Salton milkvetch
- Conservation status: Least Concern (IUCN 3.1)

Scientific classification
- Kingdom: Plantae
- Clade: Tracheophytes
- Clade: Angiosperms
- Clade: Eudicots
- Clade: Rosids
- Order: Fabales
- Family: Fabaceae
- Subfamily: Faboideae
- Genus: Astragalus
- Species: A. crotalariae
- Binomial name: Astragalus crotalariae (Benth.) A.Gray

= Astragalus crotalariae =

- Genus: Astragalus
- Species: crotalariae
- Authority: (Benth.) A.Gray
- Conservation status: LC

Species of legume

Astragalus crotalariae is a species of milkvetch known by the common name Salton milkvetch. It is native to the Colorado Desert in California and other Sonoran Deserts in Arizona and northern Mexico. It grows in desert scrub habitat, including the Salton Sink in the Coachella Valley.

==Description==
Astragalus crotalariae is a bushy perennial herb growing to heights between 15 and 60 centimeters. It is roughly hairy and has an unpleasant scent. The leaves are up to 16 centimeters long and are made up of several pairs of thick oval-shaped to rounded leaflets. The open inflorescence bears up to 25 reddish purple flowers, each 2 to 3 centimeters long.

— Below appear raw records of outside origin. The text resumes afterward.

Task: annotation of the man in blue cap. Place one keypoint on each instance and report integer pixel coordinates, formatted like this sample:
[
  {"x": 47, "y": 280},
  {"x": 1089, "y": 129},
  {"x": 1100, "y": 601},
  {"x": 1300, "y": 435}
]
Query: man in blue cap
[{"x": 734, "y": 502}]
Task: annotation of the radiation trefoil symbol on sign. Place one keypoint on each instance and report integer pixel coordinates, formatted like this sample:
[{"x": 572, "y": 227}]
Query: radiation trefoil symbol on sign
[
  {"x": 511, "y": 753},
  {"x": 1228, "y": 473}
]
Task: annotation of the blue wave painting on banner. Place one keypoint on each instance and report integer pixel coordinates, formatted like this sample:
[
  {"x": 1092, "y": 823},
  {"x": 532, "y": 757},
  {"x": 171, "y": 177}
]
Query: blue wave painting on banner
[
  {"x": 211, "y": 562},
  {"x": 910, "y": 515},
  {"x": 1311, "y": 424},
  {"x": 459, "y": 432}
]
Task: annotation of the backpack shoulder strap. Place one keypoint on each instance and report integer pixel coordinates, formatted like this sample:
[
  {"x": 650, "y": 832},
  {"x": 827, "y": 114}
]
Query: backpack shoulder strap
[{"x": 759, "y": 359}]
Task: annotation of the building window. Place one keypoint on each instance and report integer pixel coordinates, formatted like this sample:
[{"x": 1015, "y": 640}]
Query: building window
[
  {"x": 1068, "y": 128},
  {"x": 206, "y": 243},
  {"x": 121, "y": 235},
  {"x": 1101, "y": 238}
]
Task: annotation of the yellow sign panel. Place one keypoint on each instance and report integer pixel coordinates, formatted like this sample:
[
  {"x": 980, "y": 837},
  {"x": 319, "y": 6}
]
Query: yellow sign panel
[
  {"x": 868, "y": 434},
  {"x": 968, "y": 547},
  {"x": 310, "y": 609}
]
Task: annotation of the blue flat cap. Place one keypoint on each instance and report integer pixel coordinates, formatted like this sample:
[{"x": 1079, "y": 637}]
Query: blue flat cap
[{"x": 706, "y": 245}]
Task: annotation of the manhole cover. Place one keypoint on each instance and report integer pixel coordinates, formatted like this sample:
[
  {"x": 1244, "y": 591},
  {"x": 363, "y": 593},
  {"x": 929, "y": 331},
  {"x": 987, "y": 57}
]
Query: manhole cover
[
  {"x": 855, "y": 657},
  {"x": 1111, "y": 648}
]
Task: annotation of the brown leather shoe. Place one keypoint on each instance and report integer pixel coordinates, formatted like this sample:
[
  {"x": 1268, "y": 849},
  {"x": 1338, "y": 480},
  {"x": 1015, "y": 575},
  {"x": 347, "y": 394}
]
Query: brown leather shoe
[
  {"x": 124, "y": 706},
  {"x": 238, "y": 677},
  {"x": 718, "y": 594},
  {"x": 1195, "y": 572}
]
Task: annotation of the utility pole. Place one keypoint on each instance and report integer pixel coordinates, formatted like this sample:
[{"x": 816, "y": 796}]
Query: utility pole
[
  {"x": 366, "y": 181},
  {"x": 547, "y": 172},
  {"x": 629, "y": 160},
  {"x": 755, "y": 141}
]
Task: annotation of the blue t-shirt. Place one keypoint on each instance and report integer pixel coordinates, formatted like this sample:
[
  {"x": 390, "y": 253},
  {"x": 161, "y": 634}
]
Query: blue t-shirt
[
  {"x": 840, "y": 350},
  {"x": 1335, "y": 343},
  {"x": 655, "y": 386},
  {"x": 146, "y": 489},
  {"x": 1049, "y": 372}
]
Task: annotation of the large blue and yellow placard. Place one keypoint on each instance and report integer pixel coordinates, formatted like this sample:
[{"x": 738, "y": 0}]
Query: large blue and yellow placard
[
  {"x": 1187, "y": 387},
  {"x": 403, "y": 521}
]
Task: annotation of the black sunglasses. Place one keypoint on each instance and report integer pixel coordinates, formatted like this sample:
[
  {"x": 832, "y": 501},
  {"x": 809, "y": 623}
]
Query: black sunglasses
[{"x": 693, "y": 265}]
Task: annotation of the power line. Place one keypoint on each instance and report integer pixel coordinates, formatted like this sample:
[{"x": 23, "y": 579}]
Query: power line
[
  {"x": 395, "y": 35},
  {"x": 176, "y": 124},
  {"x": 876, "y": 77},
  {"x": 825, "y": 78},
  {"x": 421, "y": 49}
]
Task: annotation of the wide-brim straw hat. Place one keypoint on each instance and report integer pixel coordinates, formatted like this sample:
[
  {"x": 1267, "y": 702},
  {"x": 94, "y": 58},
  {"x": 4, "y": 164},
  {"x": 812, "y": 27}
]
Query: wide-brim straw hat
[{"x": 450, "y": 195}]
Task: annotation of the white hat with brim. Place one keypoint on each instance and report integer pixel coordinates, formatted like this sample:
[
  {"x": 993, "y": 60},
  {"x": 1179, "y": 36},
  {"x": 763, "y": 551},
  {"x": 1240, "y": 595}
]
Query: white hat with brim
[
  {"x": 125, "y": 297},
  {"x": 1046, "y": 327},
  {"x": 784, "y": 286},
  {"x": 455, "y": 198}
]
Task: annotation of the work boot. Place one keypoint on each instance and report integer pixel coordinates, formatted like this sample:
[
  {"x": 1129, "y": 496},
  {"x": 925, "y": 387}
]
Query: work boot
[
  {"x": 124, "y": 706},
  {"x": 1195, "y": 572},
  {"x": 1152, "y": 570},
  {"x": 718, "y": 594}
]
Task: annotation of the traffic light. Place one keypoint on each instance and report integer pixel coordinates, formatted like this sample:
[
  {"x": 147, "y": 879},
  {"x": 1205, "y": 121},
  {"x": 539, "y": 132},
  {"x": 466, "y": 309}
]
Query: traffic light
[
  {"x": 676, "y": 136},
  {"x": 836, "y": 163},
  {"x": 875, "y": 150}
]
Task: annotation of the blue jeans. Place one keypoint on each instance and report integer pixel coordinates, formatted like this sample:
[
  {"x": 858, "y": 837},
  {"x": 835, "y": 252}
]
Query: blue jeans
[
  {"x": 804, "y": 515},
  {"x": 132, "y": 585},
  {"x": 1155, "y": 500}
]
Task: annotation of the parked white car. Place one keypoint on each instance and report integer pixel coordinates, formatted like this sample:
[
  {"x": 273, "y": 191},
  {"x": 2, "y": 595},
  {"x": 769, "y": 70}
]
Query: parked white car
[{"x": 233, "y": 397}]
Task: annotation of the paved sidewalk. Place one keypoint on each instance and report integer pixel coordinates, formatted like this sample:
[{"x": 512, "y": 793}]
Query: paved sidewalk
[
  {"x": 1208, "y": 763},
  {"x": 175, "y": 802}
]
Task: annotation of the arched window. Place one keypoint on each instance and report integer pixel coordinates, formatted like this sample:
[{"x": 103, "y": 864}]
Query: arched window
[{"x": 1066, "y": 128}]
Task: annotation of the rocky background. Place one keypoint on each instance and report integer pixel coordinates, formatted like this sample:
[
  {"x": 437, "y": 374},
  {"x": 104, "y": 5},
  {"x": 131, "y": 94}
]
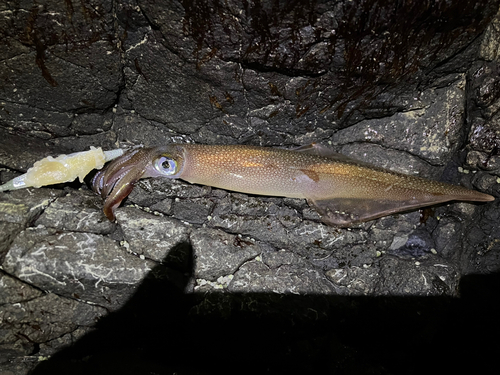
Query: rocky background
[{"x": 195, "y": 280}]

The fruit is an inflated legume pod up to 3 centimeters long. It is usually roughly hairy and dries to a thick papery texture.

===Selenium===
Like many other Astragalus species, this plant accumulates selenium from the soil. It has also been shown to harbor a selenium-metabolizing Bacillus species in its seed pods.